As a reader, I felt no separation between the words and my experience of this. I'm sure part of that is because this is a topic I relate to so well, but the rest is overwhelmingly your gift of expression in such a way that it is easy to enter and experience. This poem will live on indefinitely in memory as will your unique talent. You honour the world with your raw and honest sharing. Bless you, Sweet Soul!
Serious deja vu with this one. I thank you!
Beautiful words. You sound wonderfully self aware. I admire that. ❤️
it is something beyond imagination
congratulations on TS. this was brilliantly done.
I think I need to share this with a couple of friends. It’s very relatable. Thank you for crafting and sharing with us. Hope as is well! 💖
Amazing job! Keep up the outstanding work—congrats!
After reading I sad. I really love you. Congratulations on top story
We reside in comparable obscurities, Aathavi. Although I cannot assert to comprehend or grasp the specifics of your circumstances, the feeling of being adrift, unnoticed, and unvalued is a constant companion in my life.
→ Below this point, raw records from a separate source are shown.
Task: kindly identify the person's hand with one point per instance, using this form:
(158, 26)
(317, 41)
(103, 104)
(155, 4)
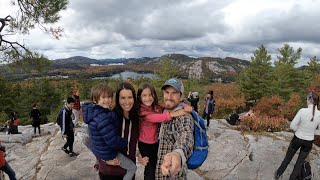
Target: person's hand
(143, 160)
(171, 164)
(113, 162)
(180, 112)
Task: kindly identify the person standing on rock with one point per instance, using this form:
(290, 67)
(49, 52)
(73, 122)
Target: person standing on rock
(76, 108)
(176, 136)
(64, 120)
(4, 166)
(35, 115)
(304, 124)
(126, 108)
(209, 104)
(103, 123)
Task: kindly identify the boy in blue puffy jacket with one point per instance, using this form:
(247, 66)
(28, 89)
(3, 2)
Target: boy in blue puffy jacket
(105, 143)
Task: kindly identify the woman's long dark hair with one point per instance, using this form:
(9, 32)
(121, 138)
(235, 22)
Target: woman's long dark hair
(133, 113)
(153, 93)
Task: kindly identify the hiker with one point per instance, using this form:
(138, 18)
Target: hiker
(209, 104)
(13, 123)
(64, 120)
(76, 108)
(4, 166)
(150, 113)
(304, 124)
(103, 123)
(176, 136)
(126, 108)
(35, 115)
(193, 98)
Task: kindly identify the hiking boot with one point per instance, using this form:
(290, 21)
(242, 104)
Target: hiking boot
(65, 150)
(71, 154)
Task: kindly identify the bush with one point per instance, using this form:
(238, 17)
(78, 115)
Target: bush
(263, 123)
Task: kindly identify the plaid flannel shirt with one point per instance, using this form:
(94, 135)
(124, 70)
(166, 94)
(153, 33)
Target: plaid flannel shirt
(175, 134)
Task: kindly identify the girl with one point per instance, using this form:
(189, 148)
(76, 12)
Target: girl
(151, 115)
(304, 124)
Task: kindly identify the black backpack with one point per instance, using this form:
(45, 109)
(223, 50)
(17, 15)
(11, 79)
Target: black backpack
(305, 172)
I sincerely hope that you discover solace in being acknowledged, seen, and cherished - that you uncover your purpose in this realm and realize the joy of being a source of blessings.
This is me in the middle of presenting the campaign in front of the managers https://ko-fi.com/post/How-to-Build-a-Personal-Brand-as-a-Marketing-Manag-E1E1MAI0H :))))
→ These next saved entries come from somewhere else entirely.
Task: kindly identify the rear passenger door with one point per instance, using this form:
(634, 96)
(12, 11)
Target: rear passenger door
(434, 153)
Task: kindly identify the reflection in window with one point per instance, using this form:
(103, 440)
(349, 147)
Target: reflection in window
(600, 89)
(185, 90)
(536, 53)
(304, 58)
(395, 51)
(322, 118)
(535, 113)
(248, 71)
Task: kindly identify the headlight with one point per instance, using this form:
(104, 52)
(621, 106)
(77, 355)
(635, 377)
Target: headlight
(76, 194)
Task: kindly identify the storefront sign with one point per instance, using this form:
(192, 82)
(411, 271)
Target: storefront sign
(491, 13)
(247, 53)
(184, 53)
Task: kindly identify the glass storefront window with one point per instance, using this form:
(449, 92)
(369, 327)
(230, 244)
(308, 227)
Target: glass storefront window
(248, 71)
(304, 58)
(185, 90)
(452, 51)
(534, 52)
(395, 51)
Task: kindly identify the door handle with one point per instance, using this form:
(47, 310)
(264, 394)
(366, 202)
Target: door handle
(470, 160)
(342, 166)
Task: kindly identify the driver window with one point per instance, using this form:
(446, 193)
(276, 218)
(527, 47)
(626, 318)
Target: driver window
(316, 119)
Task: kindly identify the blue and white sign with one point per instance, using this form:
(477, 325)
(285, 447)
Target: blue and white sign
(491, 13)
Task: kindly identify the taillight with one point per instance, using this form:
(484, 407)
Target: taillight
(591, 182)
There's a line in the Bob Dylan song "Joey" that describes me to a tee , "Always on the outside, of whatever side there was" , looks like we are similar. Great story and poem
Gosh this hit me so hard because it was extremely relatable. Sending you lots of love and hugs! ❤️
We live in similar shadows, Aathavi. And while I cannot claim to know or understand the particulars of your situation, that sense of being lost, unseen, unwanted is something I live with every day. I pray that you find yourself heard & seen & wanted--that you find your place in this world & that you find yourself blessed to be a blessing.